De psycholoog Van Rijn baseert zich op de afname van een paar vragenlijsten, echter deze vragenlijsten kunnen zeer goed een onjuist beeld van de situatie van iemand geven omdat er geen validiteitstesten zijn afgenomen. De ernst van de beperkingen die de psycholoog Van Rijn schetst komt op geen enkele wijze overeen met de activiteiten die belanghebbende overdag heeft blijkens het rapport van de primaire verzekeringsarts Wijnen 21-03-2016 waaruit naar voren komt dat belanghebbende een redelijk actief leven leidt, hij besteedt aandacht aan zijn kinderen die naar school worden gebracht, zo mogelijk doet hij wat huishoudelijk werk, hij rijdt kleine afstanden in de auto, als het mogelijk is werkt hij een paar uur per dag als oproepkracht. Het is naar de visie van ondergetekende dan ook helder en duidelijk dat het toestandsbeeld wat de psycholoog Van Rijn schetst niet overeenkomstig de feiten is in het dossier, de stukken van diverse behandelaren van de GGZ, de gegevens verstrekt door de huisarts en de gegevens die blijken uit diverse onderzoekingen bij diverse verzekeringsartsen. De thans verkregen informatie geeft dan ook geen aanleiding de visie van mijn collega Goldhoorn te herzien.
Mocht belanghebbende onverhoopt in een geheel andere toestand zijn gaan verkeren zoals geschetst in het rapport van de psycholoog Van Rijn dan kan belanghebbende zich tot de primaire afdeling wenden ter herbeoordeling daar de datum in geding een jaar voor datum onderzoek van de psycholoog Van Rijn ligt.”
Geen aanleiding wordt gezien te twijfelen aan de juistheid van deze inzichtelijk en overtuigend gemotiveerde reactie van de verzekeringsarts bezwaar en beroep. Daarbij wordt in aanmerking genomen dat appellant deze reactie inhoudelijk niet heeft weersproken, bijvoorbeeld door het rapport van de verzekeringsarts bezwaar en beroep voor te leggen aan de psycholoog Van Rijn, wat gelet op de stevige kritiek van eerstgenoemde voor de hand had gelegen.
4.5.
De rechtbank heeft met juistheid overwogen dat in wat appellant heeft aangevoerd geen aanleiding wordt gezien om aan te nemen dat verdergaande lichamelijke beperkingen aangenomen moeten worden. Aan wat de rechtbank daartoe in overweging 7 en 8 van de aangevallen uitspraak heeft overwogen, valt niets toe te voegen.
4.6.
Uitgaande van de juistheid van de FML, is de geschiktheid voor appellant van de geselecteerde functies afdoende gemotiveerd door de arbeidsdeskundige bezwaar en beroep. Daarbij wordt het oordeel van de rechtbank gevolgd dat het opleidingsniveau van appellant terecht op 2 is gesteld en dat appellant in staat moet worden geacht de betrekkelijk eenvoudige functies waarbij geen hoge eisen aan de beheersing van de Nederlandse taal worden gesteld, te vervullen.
4.7.
Uit 4.2 tot en met 4.6 volgt dat het hoger beroep niet slaagt. De aangevallen uitspraak zal worden bevestigd.

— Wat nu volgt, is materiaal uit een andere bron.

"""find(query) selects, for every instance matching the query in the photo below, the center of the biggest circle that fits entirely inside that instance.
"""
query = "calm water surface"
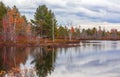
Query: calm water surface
(91, 59)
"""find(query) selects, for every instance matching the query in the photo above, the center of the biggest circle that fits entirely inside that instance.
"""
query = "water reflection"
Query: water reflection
(27, 62)
(91, 59)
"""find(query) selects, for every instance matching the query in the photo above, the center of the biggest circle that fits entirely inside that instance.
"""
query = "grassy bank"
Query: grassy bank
(42, 42)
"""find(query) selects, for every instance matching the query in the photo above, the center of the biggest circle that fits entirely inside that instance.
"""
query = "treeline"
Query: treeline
(15, 27)
(88, 34)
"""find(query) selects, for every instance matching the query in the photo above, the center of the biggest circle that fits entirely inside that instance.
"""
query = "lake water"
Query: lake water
(90, 59)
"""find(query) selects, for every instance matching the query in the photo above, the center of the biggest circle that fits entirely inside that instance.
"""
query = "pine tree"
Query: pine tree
(44, 20)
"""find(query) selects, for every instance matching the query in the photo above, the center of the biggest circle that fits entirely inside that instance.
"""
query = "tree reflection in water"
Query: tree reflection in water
(44, 61)
(12, 57)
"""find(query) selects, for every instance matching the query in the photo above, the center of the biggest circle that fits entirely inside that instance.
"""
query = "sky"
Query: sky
(84, 13)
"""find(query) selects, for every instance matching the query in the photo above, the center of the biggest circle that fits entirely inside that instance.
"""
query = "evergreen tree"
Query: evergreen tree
(44, 20)
(3, 11)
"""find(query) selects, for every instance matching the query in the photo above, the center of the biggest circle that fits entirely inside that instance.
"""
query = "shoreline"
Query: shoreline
(49, 43)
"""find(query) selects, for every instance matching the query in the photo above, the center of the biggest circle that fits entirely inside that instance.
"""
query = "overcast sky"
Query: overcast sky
(79, 12)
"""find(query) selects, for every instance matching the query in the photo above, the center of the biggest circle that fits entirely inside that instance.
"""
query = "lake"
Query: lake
(90, 59)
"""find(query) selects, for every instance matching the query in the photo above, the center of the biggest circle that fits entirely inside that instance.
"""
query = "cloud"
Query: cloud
(77, 11)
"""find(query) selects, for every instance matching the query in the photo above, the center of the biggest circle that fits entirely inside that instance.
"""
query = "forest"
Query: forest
(15, 28)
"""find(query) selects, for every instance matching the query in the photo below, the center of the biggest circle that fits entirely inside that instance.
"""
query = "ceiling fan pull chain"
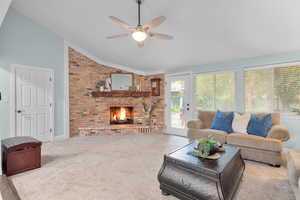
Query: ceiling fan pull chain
(139, 12)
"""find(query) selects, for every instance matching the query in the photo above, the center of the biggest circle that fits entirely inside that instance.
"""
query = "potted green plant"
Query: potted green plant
(207, 146)
(149, 109)
(101, 85)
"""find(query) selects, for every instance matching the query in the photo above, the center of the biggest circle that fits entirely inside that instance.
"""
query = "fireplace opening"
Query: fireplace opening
(121, 115)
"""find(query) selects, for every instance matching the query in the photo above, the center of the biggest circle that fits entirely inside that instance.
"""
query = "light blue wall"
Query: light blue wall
(239, 66)
(25, 42)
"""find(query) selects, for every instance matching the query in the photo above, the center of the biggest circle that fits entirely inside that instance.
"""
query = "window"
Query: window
(273, 89)
(215, 91)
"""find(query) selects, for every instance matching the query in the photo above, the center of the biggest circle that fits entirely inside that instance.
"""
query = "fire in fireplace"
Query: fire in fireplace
(121, 115)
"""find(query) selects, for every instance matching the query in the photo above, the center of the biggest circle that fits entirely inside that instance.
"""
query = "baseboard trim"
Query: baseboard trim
(60, 137)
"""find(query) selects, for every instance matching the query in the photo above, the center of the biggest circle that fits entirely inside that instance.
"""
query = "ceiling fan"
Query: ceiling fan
(140, 32)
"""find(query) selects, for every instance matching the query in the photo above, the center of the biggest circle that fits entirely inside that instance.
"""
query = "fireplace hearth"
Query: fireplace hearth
(121, 115)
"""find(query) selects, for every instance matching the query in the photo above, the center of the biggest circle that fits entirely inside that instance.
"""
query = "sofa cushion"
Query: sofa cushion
(240, 122)
(260, 126)
(222, 122)
(199, 133)
(254, 141)
(293, 164)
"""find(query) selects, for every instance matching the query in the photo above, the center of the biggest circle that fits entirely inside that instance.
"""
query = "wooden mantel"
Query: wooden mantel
(121, 94)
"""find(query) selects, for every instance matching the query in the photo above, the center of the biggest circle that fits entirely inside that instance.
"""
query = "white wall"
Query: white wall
(27, 43)
(4, 5)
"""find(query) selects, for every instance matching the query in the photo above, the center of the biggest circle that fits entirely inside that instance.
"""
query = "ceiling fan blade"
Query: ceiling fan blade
(156, 22)
(120, 22)
(118, 36)
(161, 36)
(141, 44)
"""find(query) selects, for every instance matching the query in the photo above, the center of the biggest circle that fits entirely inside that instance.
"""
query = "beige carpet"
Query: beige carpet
(125, 168)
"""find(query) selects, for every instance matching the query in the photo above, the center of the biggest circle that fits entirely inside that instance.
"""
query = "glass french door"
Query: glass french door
(178, 104)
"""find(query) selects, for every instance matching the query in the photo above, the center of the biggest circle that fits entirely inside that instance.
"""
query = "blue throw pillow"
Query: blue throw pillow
(260, 126)
(222, 122)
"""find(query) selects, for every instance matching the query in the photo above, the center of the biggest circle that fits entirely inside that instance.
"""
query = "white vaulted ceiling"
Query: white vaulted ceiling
(205, 31)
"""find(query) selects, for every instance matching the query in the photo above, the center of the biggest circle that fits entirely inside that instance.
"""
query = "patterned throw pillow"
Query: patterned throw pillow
(240, 122)
(222, 122)
(260, 126)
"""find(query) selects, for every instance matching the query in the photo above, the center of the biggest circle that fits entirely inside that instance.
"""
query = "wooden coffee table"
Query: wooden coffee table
(190, 178)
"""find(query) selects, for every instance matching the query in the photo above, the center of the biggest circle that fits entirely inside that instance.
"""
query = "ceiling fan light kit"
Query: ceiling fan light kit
(140, 33)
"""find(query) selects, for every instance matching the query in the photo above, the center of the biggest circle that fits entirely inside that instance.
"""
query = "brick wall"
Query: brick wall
(86, 110)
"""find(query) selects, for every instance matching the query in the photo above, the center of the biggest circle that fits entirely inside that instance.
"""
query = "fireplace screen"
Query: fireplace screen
(121, 115)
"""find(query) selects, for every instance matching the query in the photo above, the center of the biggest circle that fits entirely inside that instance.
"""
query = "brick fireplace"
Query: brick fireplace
(121, 115)
(95, 115)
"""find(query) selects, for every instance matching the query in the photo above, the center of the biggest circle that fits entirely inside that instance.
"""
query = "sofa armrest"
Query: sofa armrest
(279, 132)
(197, 124)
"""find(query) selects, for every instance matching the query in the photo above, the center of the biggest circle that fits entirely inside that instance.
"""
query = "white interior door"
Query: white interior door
(34, 102)
(178, 104)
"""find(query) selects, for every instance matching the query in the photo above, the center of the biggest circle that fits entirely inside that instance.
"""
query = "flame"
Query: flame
(123, 114)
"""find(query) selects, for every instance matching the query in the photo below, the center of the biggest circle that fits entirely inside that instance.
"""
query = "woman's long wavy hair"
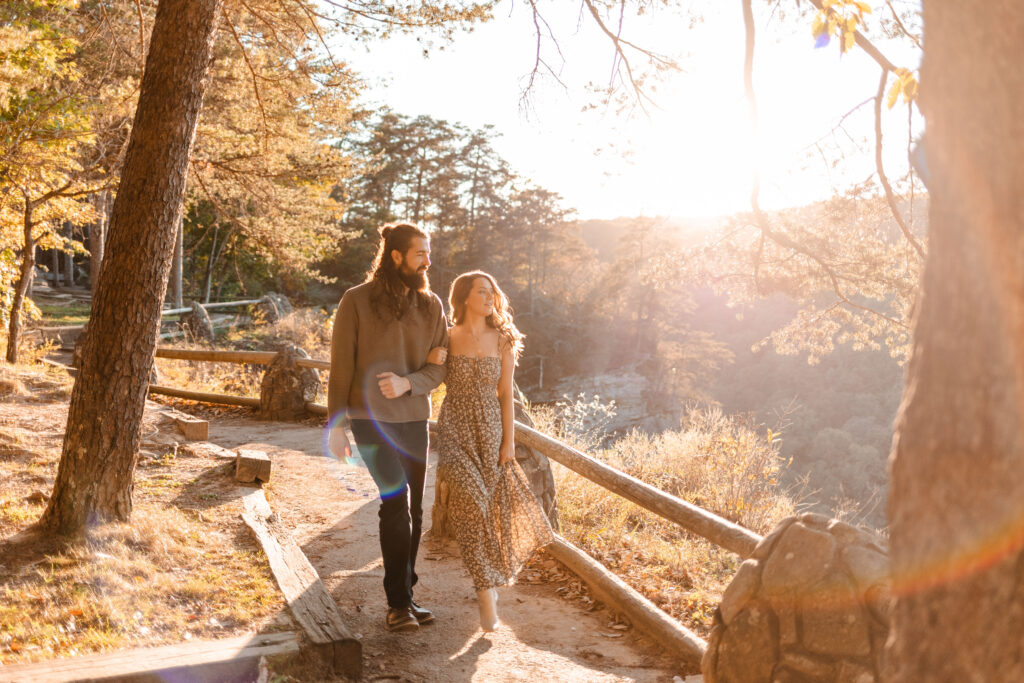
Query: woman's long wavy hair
(389, 295)
(500, 317)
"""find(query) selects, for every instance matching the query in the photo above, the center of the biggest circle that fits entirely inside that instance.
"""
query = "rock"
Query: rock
(788, 633)
(538, 469)
(739, 592)
(286, 387)
(748, 651)
(36, 498)
(252, 465)
(879, 599)
(833, 620)
(801, 558)
(851, 672)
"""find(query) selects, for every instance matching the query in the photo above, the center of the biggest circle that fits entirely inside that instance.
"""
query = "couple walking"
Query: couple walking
(391, 346)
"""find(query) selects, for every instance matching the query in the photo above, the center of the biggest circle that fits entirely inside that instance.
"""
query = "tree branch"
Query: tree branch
(890, 197)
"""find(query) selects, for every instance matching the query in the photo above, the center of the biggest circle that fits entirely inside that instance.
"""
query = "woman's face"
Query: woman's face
(481, 298)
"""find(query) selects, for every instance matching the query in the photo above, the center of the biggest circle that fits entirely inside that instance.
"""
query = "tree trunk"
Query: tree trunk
(96, 238)
(23, 286)
(100, 449)
(69, 264)
(176, 269)
(209, 265)
(956, 506)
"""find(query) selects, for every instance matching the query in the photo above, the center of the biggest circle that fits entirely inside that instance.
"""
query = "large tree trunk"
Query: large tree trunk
(176, 269)
(94, 478)
(69, 264)
(956, 506)
(24, 285)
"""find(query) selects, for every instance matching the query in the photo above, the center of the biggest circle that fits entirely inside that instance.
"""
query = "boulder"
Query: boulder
(811, 604)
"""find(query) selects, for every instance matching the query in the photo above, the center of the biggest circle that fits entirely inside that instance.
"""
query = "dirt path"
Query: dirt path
(332, 509)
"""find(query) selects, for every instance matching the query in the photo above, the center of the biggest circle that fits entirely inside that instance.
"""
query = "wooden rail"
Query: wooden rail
(719, 530)
(204, 396)
(606, 586)
(215, 304)
(227, 659)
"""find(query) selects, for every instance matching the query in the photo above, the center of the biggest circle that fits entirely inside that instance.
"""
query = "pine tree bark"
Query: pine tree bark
(956, 505)
(100, 449)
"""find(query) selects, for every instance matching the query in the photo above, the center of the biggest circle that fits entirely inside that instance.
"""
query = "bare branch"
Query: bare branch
(890, 197)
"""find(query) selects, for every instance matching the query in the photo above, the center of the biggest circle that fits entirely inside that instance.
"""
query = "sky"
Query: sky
(691, 154)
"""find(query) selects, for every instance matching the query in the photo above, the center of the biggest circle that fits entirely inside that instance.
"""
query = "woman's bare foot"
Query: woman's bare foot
(488, 608)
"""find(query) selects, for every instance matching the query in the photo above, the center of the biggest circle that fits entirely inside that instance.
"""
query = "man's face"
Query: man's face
(414, 263)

5. Voor een veroordeling in de proceskosten bestaat geen aanleiding.

BESLISSING

De Centrale Raad van Beroep bevestigt de aangevallen uitspraak.
Deze uitspraak is gedaan door J.P.M. Zeijen, in tegenwoordigheid van G.S.M. van Duinkerken als griffier. De beslissing is uitgesproken in het openbaar op 29 januari 2020.